The article is devoted to the study of the Soviet period of Ukraine’s economy, in particular the transformation of institutions in the absence of Ukrainian statehood. The subject of the study is corporatism as a mechanism for coordinating and implementing the interests of the state, society and business in different economic systems: the command-administrative and market ones. The aim of the article is to identify the main factors of the deinstitutionalization of corporatism in the Soviet economy and to clarify their impact on the modern economy of Ukraine. General scientific methods of interdisciplinary research, analysis and synthesis, induction and deduction and a systemic approach are used in generalizing economic trends and determining cause-and-effect relationships. It is argued that the ideology of Bolshevism was the basis for changing the economic system, on whose basis the transformation of economic institutions in the command-administrative economy was carried out. The author reveals the content and mechanisms of the nationalization of the economy, the degeneration of formal institutions of corporatism and their use to restrict economic freedom and suppress civil society, which contradicts the very idea of corporatism as a union of equals. The importance of excluding national interests from economic consciousness and practice is emphasized, as evidenced in particular by the inefficiency of the allocation and use of Ukraine's productive resources.
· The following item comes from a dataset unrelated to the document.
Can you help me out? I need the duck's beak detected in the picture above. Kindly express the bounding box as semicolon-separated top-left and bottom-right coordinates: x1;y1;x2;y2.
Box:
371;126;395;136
The article established the consequences of the deinstitutionalization of corporatism in the Soviet period for the economy of modern Ukraine, namely: high concentration of property, monopolism, the inability of large industry to self-sustainable development, the lack of concentration of capital in high-tech industries, and the lack of social partnership. The conclusion is made about the replacement of corporatism by bureaucratic corporatism in the Soviet period of Ukrainian history and its further transformation into oligarchic corporatism in the 90s of the 20th century.